At least 41 people have been killed and at least 1,500 injured in the second earthquake to hit Japan in two days.
The earthquake had a powerful 7.3 magnitude which was felt across the Kumamoto region on the southwestern island of Kyushu at 1.25am on Saturday local time, leaving hundreds of thousands without electricity or water.
The quake struck at a depth of 12 kilometres and followed a magnitude 6.2 earthquake, at a depth of 11 kilometres, which hit on Thursday in the same region.
Numerous buildings have collapsed and rescuers were digging through rubble, mud and debris to try and reach those trapped, but continued aftershocks hindered rescue efforts and fuelled fears of more powerful quakes. Thousands of soldiers were being sent to the scene to help.
Kumamoto Prefectural official Tomoyuki Tanaka said the death toll was expected to climb and at least 180 of the people injured were in serious condition. Around 90,000 people have been displaced and some are being sheltered in schools and official buildings.
People have been lining up for food rations at shelters, some distributed by the military, and most shops have run out of stock. In more remote areas, others have been stranded with some vulnerable people being airlifted out.

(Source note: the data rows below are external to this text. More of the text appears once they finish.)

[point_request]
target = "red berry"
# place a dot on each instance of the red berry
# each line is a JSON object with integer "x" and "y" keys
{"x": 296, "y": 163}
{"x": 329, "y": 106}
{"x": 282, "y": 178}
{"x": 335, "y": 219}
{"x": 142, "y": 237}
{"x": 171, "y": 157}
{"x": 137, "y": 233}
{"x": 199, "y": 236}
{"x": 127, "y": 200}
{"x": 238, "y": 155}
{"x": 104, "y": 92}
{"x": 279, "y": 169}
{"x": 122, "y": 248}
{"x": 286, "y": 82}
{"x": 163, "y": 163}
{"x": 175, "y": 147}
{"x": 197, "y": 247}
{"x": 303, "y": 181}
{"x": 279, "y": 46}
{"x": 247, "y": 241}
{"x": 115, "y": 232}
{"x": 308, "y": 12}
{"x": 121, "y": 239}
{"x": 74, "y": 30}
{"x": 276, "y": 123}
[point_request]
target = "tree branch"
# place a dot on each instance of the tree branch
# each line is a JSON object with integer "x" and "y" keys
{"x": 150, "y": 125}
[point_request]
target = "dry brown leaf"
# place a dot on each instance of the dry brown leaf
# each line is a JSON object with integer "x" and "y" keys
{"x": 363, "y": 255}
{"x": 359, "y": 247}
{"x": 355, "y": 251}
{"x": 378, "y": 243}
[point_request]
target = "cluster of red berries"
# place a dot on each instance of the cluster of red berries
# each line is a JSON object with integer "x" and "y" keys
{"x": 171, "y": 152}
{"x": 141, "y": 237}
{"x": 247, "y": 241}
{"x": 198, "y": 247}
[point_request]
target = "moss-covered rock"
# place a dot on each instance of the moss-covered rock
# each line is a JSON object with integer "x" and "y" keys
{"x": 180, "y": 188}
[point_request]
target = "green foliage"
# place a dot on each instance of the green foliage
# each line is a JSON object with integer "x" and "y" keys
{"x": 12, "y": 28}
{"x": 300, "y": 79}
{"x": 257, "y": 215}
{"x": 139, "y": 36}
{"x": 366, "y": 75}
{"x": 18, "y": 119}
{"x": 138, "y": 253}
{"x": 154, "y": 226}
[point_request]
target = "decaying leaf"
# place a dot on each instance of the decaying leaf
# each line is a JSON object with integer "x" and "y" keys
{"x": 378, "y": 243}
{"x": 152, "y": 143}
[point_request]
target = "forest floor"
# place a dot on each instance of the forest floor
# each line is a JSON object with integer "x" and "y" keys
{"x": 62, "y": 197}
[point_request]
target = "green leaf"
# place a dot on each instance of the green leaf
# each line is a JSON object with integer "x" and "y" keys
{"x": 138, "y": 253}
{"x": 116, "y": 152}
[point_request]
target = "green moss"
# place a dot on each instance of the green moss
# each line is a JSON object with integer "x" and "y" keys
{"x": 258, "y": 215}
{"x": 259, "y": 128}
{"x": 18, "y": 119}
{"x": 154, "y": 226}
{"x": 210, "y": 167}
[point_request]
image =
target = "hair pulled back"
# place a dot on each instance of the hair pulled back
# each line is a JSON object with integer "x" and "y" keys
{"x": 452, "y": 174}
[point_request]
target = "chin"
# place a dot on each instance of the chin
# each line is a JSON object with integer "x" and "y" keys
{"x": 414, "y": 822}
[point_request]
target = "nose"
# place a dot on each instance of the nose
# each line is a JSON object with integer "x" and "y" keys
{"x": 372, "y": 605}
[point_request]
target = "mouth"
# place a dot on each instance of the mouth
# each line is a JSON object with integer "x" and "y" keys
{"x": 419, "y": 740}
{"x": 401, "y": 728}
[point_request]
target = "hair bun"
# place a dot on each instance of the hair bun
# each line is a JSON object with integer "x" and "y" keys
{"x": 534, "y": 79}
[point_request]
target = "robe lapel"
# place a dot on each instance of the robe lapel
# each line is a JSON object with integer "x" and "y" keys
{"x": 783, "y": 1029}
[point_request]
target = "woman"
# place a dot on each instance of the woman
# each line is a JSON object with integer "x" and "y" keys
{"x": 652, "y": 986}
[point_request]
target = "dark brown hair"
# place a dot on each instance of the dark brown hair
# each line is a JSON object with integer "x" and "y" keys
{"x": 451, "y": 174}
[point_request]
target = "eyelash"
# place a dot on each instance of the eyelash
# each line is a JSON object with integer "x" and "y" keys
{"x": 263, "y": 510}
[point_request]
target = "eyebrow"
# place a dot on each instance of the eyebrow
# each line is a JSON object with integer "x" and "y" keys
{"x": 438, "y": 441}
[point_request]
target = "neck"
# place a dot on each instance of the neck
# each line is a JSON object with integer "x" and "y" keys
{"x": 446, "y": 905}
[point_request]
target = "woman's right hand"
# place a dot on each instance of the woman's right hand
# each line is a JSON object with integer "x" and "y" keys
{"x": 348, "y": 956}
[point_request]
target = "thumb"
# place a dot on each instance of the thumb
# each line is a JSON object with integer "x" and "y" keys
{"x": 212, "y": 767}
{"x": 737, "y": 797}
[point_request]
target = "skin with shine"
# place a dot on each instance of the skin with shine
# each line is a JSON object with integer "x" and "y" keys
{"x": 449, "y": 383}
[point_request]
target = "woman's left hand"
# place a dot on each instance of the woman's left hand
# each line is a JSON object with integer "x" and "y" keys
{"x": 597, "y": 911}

The worsening weather has further complicated the situation, with the tremors and heavy rain setting off landslides.
One of the hardest hit areas was the village of Minamiaso in the Kumamoto Prefecture, where a huge landslide tore open a mountainside from top to bottom, completely covering a highway at the bottom.

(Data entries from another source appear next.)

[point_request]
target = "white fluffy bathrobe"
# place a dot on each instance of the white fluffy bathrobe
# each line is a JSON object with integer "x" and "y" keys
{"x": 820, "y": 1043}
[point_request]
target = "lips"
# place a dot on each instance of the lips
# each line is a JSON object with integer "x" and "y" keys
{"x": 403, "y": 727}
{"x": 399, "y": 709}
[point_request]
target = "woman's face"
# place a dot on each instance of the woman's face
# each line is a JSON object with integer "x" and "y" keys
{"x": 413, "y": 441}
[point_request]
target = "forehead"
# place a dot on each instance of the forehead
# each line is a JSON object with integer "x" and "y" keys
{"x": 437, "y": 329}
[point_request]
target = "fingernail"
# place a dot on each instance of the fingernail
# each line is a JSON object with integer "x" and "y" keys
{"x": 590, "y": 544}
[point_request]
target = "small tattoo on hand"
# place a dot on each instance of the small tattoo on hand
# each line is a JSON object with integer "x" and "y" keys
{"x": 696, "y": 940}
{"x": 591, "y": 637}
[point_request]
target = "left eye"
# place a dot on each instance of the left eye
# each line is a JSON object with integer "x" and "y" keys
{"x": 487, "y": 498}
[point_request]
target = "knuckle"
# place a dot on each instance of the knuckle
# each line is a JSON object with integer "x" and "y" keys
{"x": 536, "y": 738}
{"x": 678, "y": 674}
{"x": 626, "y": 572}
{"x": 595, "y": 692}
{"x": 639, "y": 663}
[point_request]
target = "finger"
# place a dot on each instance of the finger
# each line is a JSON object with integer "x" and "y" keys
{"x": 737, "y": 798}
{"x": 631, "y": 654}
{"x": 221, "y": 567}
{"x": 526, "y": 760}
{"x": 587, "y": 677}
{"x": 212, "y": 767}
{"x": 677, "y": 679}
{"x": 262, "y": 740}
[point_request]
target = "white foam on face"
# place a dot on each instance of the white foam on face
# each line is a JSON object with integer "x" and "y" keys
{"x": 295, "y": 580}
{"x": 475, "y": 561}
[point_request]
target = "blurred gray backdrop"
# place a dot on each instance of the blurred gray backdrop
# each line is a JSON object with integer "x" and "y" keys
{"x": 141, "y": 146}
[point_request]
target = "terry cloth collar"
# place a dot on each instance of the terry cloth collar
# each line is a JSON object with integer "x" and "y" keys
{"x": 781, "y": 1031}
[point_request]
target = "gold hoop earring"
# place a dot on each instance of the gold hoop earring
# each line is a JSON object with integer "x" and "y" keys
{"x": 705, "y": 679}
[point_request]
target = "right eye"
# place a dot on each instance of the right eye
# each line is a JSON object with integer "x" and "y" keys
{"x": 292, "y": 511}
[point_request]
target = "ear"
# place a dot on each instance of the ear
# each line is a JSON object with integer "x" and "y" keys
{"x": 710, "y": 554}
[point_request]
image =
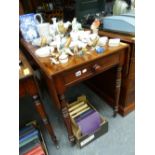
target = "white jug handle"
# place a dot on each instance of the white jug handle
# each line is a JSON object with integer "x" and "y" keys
{"x": 40, "y": 16}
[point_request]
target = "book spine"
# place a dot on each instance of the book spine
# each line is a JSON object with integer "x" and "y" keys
{"x": 29, "y": 146}
{"x": 26, "y": 129}
{"x": 28, "y": 141}
{"x": 28, "y": 136}
{"x": 35, "y": 150}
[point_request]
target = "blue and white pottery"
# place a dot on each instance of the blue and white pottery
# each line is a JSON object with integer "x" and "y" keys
{"x": 28, "y": 27}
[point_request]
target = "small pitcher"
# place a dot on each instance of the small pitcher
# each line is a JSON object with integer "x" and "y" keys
{"x": 43, "y": 28}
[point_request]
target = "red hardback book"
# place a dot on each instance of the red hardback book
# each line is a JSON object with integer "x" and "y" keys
{"x": 38, "y": 150}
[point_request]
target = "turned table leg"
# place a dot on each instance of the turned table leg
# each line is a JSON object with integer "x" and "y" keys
{"x": 40, "y": 109}
{"x": 66, "y": 118}
{"x": 117, "y": 89}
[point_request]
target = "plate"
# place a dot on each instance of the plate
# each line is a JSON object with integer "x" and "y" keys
{"x": 44, "y": 51}
{"x": 37, "y": 42}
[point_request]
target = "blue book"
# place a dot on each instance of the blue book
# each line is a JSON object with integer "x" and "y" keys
{"x": 29, "y": 146}
{"x": 28, "y": 141}
{"x": 83, "y": 115}
{"x": 26, "y": 132}
{"x": 26, "y": 129}
{"x": 30, "y": 135}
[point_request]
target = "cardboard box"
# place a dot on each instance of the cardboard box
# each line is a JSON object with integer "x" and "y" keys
{"x": 84, "y": 140}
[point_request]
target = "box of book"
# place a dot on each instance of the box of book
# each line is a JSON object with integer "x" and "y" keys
{"x": 31, "y": 140}
{"x": 87, "y": 123}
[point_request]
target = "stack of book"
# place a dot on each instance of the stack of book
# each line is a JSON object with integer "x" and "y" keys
{"x": 84, "y": 116}
{"x": 30, "y": 141}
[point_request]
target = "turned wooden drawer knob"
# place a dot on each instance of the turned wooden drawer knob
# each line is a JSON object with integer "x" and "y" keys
{"x": 96, "y": 67}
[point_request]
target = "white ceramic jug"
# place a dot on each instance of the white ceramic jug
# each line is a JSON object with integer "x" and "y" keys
{"x": 43, "y": 28}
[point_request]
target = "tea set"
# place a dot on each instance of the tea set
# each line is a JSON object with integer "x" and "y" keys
{"x": 60, "y": 40}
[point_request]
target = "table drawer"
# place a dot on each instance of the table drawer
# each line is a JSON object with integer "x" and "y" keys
{"x": 86, "y": 71}
{"x": 77, "y": 74}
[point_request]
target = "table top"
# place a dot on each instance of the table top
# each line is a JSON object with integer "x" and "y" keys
{"x": 74, "y": 61}
{"x": 124, "y": 37}
{"x": 25, "y": 69}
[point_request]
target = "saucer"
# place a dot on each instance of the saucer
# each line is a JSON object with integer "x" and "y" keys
{"x": 44, "y": 51}
{"x": 37, "y": 42}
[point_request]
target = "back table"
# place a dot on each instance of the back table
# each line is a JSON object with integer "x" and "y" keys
{"x": 60, "y": 77}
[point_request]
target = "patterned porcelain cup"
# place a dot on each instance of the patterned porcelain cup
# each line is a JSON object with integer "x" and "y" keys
{"x": 28, "y": 27}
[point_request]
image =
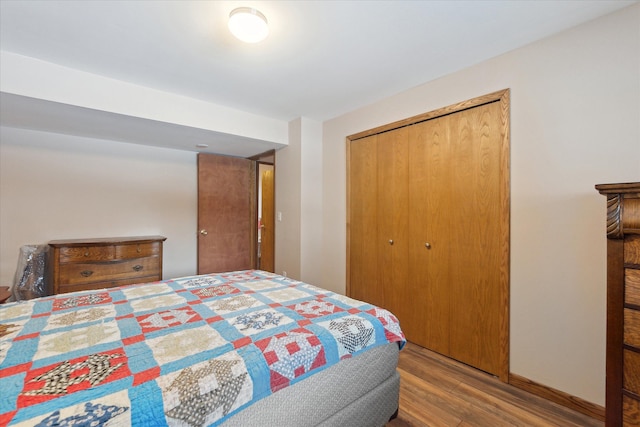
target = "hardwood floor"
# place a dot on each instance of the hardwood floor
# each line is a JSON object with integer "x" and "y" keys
{"x": 437, "y": 391}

Other landslides caused houses to be swamped by mud, with heavy machinery being used in an effort to recover their inhabitants.
Police received reports of 97 cases of people trapped or buried under collapsed buildings, while 10 people were caught in landslides, Japanese news agency Kyodo News reported.
The landslides have also caused significant damage to infrastructure:
"Nothing is more important than human life and it's a race against time," said Prime Minister Shinzo Abe, warning rescue efforts were critical with stormy and wet weather forecast overnight, which could further damage weakened buildings and cause landslides.
"I want rescue activities to continue with the utmost effort," Mr Abe said at a government meeting after the disaster.
The quake triggered a tsunami advisory which was later lifted and no irregularities were reported at three nuclear power plants in the area, a senior government official said.
The walls of Kumamoto Castle, which had previously withstood bombardment and fire in its four centuries of existence, were also breached. The fortification in the city of Kumamoto has stood as one of Kyushu's icons ever since it was built in 1607 but a large section of the stone wall housing the castle has collapsed in a dusty heap.
The US Geological Survey estimated there was a 72 per cent likelihood of economic damage exceeding $10 billion, adding that it was too early to be specific.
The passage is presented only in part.